Eu não sou esse rótulo limitado e superficial. Eu não sou o manequim que eu uso e muito menos meu grau de miopia. Sou muito mais que minha altura e meu peso na balança. Aliás, por que as pessoas se interessam apenas pelos nossos números? Quantos anos temos, quantos filhos, quanto ganhamos? Por que não se interessam em nos conhecer além daquilo que apresentamos na embalagem? Eu não me resumo a um conjunto de números, carrego na bagagem uma história só minha e que jamais será vivida outra vez. Eu sou muito mais que algarismos arábicos e uma aparência física. Eu sou os livros que leio, os versos que escrevo, as palavras que troquei, as cartas que guardei. Sou os sorrisos que distribuí, as lágrimas que derramei, as alegrias que vivi, as tristezas que senti. Sou meu riso fácil, meu amor por gatos, minha comida preferida. Sou minhas playlists de faxina, sou os filmes que assisto e minhas séries favoritas.

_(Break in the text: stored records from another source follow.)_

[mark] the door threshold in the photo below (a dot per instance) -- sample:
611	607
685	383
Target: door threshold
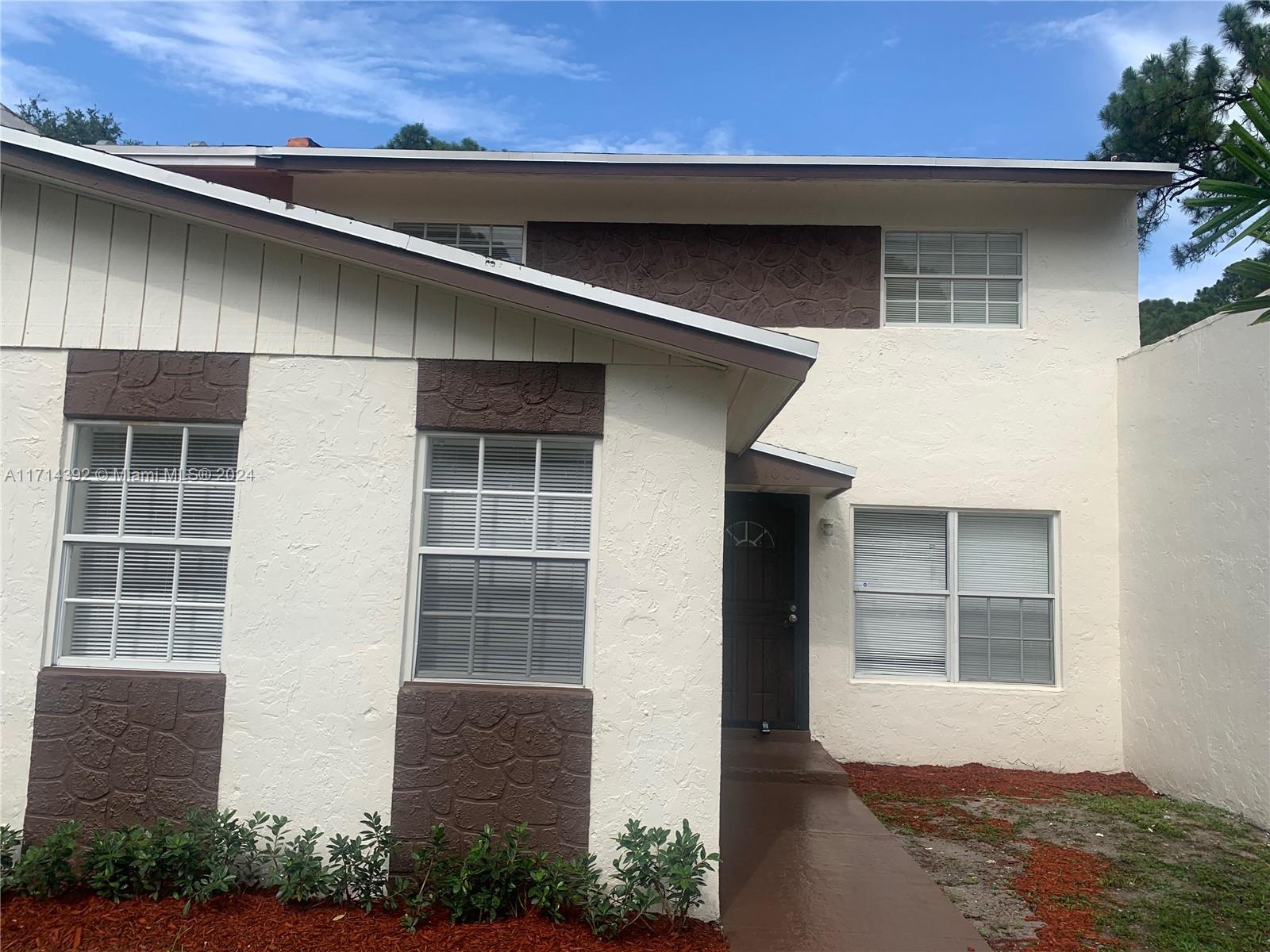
775	735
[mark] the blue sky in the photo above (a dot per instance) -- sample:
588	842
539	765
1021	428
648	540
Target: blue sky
959	79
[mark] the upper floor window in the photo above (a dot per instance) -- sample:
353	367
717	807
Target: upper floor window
952	278
956	596
505	559
502	241
146	545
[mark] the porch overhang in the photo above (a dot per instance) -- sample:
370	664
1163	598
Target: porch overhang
772	469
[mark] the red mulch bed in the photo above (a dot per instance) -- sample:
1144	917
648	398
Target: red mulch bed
1060	885
258	923
971	780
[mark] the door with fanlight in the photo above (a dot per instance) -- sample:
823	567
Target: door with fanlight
765	611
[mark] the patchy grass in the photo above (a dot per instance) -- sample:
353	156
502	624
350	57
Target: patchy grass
1096	865
1189	877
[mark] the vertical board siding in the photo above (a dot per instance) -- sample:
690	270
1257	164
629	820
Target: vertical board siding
435	323
126	279
51	270
394	319
201	298
474	330
165	277
279	301
355	311
315	319
241	295
514	336
552	340
19	209
633	353
90	259
83	273
592	348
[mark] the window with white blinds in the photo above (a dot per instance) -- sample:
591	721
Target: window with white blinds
952	278
505	243
505	559
958	596
145	552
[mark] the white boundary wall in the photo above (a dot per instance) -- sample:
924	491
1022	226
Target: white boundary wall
1194	562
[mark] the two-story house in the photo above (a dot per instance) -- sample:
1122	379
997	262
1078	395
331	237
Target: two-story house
486	488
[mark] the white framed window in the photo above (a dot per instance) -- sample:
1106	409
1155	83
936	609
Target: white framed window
505	559
956	596
952	278
502	241
145	547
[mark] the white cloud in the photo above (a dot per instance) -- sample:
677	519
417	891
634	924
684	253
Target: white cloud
719	140
1126	37
383	63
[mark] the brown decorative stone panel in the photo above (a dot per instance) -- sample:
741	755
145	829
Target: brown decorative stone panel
475	755
512	397
117	748
770	276
156	385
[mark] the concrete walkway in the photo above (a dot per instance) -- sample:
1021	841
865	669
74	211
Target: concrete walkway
808	869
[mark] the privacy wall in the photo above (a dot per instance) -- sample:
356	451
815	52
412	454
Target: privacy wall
1195	524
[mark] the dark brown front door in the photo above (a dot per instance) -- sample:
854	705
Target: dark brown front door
764	611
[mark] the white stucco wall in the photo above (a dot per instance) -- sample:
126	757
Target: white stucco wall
996	419
658	626
1195	568
317	590
32	384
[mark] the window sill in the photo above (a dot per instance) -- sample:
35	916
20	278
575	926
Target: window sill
451	685
135	666
956	685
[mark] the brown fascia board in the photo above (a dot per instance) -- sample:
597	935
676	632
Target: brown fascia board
1138	179
603	317
759	469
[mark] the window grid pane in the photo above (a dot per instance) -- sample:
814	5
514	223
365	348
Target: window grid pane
952	278
505	243
495	601
1005	622
160	594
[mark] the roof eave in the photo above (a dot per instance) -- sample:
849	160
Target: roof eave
622	314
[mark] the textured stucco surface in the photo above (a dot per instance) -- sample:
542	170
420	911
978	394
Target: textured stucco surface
1194	562
31	437
317	590
658	630
474	755
117	748
996	419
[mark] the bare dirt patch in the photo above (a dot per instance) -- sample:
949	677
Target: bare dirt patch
1076	862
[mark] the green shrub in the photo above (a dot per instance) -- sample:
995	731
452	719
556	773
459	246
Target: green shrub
492	880
419	895
298	873
359	866
48	869
559	886
10	844
653	877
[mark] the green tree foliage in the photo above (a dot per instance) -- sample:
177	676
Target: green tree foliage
80	127
1162	317
1172	109
414	135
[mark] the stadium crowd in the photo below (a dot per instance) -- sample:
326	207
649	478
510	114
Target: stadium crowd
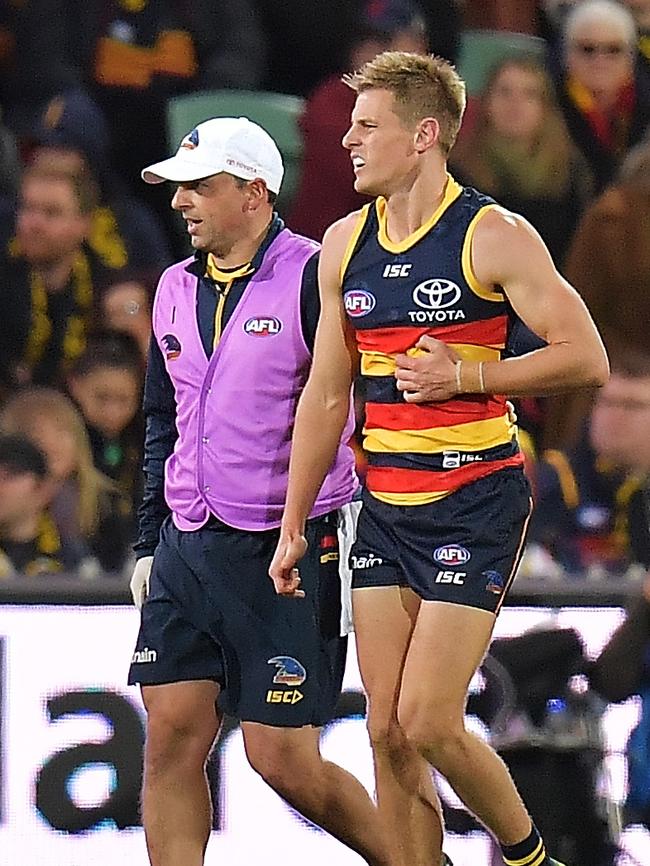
557	128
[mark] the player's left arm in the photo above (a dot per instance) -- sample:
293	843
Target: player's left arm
508	252
508	255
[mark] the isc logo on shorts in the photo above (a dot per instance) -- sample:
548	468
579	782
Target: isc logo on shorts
451	554
259	327
274	696
358	302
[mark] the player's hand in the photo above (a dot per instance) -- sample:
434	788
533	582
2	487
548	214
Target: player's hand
139	584
283	571
429	376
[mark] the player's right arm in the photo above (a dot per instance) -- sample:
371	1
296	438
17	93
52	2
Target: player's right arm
322	409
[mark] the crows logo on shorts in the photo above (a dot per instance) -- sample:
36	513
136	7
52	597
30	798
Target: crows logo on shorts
290	672
494	582
172	346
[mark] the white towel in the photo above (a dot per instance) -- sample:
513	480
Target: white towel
347	530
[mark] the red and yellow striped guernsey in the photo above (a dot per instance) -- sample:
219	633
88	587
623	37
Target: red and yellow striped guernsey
393	294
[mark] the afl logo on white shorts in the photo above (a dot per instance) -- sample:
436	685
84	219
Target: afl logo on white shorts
451	554
358	302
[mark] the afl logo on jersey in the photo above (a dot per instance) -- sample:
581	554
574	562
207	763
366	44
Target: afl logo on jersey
263	327
436	294
358	302
452	554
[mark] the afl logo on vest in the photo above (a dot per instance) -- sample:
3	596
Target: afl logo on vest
263	327
358	302
435	297
452	554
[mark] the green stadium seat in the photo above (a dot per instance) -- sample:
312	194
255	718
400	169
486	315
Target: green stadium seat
480	50
277	113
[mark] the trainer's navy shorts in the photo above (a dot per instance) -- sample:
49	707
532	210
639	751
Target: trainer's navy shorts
462	549
212	613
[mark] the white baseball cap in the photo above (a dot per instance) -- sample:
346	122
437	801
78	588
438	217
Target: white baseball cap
235	145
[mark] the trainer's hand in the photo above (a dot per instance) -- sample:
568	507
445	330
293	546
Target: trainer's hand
284	574
429	376
140	580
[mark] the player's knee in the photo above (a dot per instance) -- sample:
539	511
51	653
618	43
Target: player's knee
384	732
275	761
438	739
177	735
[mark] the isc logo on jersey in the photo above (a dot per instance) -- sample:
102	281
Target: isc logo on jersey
451	554
263	327
358	302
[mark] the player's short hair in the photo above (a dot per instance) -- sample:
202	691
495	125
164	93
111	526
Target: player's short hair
422	85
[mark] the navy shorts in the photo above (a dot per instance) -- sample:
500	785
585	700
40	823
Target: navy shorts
212	613
462	549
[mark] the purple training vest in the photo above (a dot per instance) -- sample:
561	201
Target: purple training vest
235	410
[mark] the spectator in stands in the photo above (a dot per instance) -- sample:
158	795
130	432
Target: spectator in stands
34	61
520	152
29	541
326	191
609	264
50	283
71	134
126	308
106	383
621	671
592	503
609	261
134	56
606	105
87	509
641	11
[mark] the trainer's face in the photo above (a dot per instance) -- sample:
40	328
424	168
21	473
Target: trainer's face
381	147
216	210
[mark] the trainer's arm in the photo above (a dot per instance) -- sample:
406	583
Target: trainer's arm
160	419
322	410
509	255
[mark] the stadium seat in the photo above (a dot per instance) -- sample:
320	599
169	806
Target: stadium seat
480	50
278	113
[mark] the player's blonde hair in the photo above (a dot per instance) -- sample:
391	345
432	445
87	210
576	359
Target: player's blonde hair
422	85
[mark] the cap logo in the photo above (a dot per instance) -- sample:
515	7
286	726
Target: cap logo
191	141
235	163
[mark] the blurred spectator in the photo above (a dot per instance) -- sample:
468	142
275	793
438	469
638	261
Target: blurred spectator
106	383
29	541
87	509
326	191
51	281
126	308
592	503
641	11
518	16
621	671
134	56
72	135
9	180
34	61
606	105
520	152
609	264
609	261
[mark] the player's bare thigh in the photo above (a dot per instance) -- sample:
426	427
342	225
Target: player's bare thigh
447	646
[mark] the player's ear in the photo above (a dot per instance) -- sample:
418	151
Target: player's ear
427	134
256	194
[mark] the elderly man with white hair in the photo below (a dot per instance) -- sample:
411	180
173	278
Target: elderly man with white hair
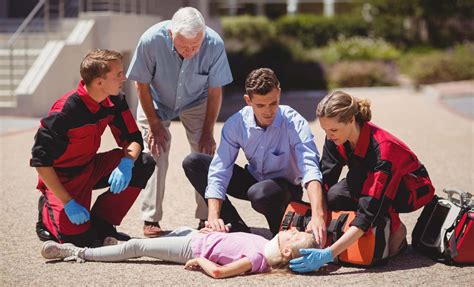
179	67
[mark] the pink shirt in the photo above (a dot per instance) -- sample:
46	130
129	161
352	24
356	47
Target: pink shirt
224	248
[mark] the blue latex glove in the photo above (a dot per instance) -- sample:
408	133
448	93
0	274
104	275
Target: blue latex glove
121	176
76	213
312	260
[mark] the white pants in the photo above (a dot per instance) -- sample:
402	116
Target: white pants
173	247
152	194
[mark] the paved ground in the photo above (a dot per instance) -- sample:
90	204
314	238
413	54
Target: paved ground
442	139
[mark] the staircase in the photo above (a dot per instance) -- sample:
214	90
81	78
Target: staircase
20	49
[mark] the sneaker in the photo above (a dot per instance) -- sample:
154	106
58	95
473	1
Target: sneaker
110	241
151	229
105	229
398	242
201	224
66	251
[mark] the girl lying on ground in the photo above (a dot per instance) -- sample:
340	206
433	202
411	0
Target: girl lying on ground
218	254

Sou minhas escolhas, os meus erros e acertos, os medos que tenho, os sonhos que almejo, sou também minhas frustrações. Sou as lembranças que guardei, os amigos que cativei, sou um pouco de cada um. Sou o que escrevo, mas não escrevo tudo o que sou. Sou o que se vê, mas depende dos olhos de quem vê.

Eu sou uma porção de coisas. O acúmulo de tudo o que vivi e trago na bagagem.

[de 2010]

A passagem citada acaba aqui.